# Where can I buy a replacement smoke alarm



## Briarose (Oct 9, 2007)

Hi can anyone point me in the right direction to purchase a new smoke alarm that will fit the existing bracket in our Bolero.

Unfortunately whilst away and cooking this week, I took the alarm down as it was doing a dance whilst I was cooking spare ribs. anyway I put it on the bed under the cover until I had finished cooking..........when the dog decided to jump on the bed, and the alarm decided to jump out of bed and into the dogs water bowl............one refreshed and useless alarm LOL


----------



## UncleNorm (May 1, 2005)

Hello Briarose!

Next time you're in Louth, pop into Couplands Caravans. Buy a new one specifically for caravans. Don't worry about the brackets, you'll get a new one with the SD.


----------



## Briarose (Oct 9, 2007)

Hi thanks, I was just worried that if we moved the original brackets it would leave holes etc so I guess I took the easy route of just replacing the damaged one.

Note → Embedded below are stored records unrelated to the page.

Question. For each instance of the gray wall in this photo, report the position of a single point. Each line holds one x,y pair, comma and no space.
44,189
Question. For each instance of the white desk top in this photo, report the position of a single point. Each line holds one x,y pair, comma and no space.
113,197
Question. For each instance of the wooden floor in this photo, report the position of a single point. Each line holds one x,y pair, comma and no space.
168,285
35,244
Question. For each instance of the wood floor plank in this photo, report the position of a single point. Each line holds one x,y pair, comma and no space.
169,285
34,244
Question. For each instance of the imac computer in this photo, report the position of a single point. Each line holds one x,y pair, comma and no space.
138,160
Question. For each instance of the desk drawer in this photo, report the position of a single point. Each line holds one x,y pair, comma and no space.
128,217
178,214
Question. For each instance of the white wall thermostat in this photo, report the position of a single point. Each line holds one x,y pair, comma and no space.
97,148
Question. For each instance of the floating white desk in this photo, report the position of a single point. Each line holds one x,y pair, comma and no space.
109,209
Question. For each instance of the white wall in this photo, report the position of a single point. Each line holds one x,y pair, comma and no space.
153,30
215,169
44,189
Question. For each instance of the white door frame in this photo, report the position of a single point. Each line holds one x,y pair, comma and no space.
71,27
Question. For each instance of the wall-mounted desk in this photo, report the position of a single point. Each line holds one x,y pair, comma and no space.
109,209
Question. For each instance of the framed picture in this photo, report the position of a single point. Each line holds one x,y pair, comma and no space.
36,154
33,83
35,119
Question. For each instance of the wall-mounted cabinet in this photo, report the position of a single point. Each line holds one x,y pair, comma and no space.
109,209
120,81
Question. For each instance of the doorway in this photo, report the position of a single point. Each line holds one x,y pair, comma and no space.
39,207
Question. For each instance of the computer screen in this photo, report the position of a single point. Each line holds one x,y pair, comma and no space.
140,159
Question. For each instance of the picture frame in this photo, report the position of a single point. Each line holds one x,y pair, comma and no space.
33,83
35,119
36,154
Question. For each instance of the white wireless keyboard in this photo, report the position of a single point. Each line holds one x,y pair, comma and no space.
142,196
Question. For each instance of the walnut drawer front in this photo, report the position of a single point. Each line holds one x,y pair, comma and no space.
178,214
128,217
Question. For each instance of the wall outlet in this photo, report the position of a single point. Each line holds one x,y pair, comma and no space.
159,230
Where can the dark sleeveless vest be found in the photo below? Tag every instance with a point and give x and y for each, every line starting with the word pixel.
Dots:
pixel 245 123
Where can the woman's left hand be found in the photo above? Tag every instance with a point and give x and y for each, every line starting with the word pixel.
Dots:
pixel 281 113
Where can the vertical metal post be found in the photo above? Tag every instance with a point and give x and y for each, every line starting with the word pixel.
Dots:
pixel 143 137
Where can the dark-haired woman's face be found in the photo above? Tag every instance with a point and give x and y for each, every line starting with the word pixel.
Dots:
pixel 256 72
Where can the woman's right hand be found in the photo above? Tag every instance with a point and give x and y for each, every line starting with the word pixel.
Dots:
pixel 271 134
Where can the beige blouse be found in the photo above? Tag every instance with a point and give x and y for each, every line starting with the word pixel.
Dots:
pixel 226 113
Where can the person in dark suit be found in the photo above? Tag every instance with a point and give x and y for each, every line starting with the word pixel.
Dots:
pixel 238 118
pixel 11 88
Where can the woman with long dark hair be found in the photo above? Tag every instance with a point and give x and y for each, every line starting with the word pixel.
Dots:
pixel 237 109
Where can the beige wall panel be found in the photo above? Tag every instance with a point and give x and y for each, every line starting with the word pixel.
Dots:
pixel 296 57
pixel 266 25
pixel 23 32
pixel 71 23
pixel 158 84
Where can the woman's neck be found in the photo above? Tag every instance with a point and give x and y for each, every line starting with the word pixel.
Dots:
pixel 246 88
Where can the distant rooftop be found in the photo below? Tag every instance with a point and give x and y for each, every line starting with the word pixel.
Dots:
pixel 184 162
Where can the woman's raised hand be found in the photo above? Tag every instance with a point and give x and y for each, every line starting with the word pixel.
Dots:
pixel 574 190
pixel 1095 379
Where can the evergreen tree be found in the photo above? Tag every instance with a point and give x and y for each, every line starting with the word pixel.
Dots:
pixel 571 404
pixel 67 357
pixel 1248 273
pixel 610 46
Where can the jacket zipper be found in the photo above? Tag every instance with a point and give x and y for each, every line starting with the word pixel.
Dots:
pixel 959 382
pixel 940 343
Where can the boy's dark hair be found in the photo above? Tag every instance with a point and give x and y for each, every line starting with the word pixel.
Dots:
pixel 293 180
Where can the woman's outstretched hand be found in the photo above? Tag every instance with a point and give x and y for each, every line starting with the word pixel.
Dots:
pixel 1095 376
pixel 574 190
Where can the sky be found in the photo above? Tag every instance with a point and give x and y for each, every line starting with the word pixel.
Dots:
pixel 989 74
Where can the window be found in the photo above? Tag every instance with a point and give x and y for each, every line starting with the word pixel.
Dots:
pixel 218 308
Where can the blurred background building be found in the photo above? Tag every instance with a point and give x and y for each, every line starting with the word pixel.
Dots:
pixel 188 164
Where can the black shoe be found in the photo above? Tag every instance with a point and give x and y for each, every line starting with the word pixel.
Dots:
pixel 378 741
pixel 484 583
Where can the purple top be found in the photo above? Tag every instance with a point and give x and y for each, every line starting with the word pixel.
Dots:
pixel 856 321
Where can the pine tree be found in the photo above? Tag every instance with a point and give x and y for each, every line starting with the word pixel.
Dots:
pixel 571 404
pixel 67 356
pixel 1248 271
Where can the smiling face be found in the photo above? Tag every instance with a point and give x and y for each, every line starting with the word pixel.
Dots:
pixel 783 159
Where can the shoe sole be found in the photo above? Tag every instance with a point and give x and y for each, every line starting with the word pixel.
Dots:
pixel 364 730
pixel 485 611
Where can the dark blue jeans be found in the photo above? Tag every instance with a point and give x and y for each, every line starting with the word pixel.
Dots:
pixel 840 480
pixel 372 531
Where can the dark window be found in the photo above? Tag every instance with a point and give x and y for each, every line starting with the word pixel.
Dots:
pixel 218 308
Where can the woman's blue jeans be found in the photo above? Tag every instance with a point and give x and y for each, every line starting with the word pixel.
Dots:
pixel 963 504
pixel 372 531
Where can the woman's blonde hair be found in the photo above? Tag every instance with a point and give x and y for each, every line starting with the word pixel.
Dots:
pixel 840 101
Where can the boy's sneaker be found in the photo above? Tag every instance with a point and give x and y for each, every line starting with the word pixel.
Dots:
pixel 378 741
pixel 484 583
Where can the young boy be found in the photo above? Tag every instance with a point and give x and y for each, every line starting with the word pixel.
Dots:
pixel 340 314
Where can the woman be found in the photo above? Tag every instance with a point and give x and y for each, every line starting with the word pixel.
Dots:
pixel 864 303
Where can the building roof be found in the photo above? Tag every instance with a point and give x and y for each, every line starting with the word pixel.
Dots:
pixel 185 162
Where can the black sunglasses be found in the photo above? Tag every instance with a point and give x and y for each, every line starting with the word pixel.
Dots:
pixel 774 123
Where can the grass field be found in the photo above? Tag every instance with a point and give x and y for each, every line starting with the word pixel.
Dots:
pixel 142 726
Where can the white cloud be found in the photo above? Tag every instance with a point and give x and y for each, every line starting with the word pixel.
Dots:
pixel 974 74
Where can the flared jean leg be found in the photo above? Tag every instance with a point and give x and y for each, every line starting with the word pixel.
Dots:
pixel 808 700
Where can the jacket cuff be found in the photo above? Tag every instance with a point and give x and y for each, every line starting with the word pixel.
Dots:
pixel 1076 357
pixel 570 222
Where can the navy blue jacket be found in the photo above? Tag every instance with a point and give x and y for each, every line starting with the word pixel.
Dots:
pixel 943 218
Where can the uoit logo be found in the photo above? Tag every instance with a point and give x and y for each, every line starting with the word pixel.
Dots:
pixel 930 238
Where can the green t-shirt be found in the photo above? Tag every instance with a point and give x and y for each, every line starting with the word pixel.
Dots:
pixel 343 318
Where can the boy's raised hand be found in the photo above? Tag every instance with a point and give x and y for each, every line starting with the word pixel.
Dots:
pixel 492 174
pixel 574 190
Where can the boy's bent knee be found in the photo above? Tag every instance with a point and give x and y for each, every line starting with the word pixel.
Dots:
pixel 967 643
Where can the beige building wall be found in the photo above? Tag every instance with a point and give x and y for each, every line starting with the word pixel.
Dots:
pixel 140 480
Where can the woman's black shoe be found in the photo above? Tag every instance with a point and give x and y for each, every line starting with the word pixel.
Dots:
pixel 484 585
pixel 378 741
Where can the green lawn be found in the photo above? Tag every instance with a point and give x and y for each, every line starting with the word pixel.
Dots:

Will have a look if we do remove the brackets if it will leave any damage etc.


----------



## lifestyle (Apr 27, 2008)

Pop into your local fire station,they will have stock,and are normally free


----------



## Pat101 (Feb 25, 2007)

Hello Briarose, I've had the same problem as you. Over sensitive smoke alarm.
I took the batteries out of mine until I can find a suitable replacemt to fill the gap.
Maybe the dog bowl is the best place for it to be at the mo.

Not much help I know But your not alone.

Cheers Pat.


----------



## UncleNorm (May 1, 2005)

Lifestyle, dear...

Do the Detectors that the Fire Service fit have the facility for silencing them during meal preparation? We can shut ours down for 10 minutes although it would/should still respond to overly excessive fumes! :roll:


----------



## patnles (Oct 26, 2006)

We bought one of these recently here
They're not cheap but are neat and it can be paused for 10 mins.
Lesley


----------



## lifestyle (Apr 27, 2008)

UncleNorm said:


> Lifestyle, dear...
> 
> Do the Detectors that the Fire Service fit have the facility for silencing them during meal preparation? We can shut ours down for 10 minutes although it would/should still respond to overly excessive fumes! :roll:


Sorry,i`m not too sure, you would need to check with your local fire station.
You could still get one for your house.


----------



## RogerAndHeather (Dec 23, 2007)

When ours went AWOL we found just what we wanted in Mr Tesco. Called 'Fire Angel', there are two types and it is recommended to fit one of each.

One is an optical device which we fitted in place of the old one (which was in the cooking area) and it is supposed to be "toast proof" i.e. will not alarm when normal cooking. The second type is the traditional device which is triggered by smoke, this one we fitted in the sleeping area.

Both of them have a ten minute mute button, and luckily the brackets fitted over the holes left by the old units. They have been in a year now and have lived up to the claims.

Cheers, Roger


----------



## greenasthegrass (Oct 27, 2007)

The one's from fire stations are fantastic they are quite small as well. Mr Mangothemadmonkman supplied a few for us nomads and they have the silencer bitty as well. Perhaps he has some left.

Greenie


----------



## Briarose (Oct 9, 2007)

Hi thanks for all the replies I will take a look at all your suggestions.

Pat LOL at your suggestion of the dog bowl being the best place for it :wink: it really is annoying when all you are doing is a bit of cooking etc and off it goes, ours is (or should I say was) really sensitive.........so the suggestions of some that allow cooking time sound good too.


----------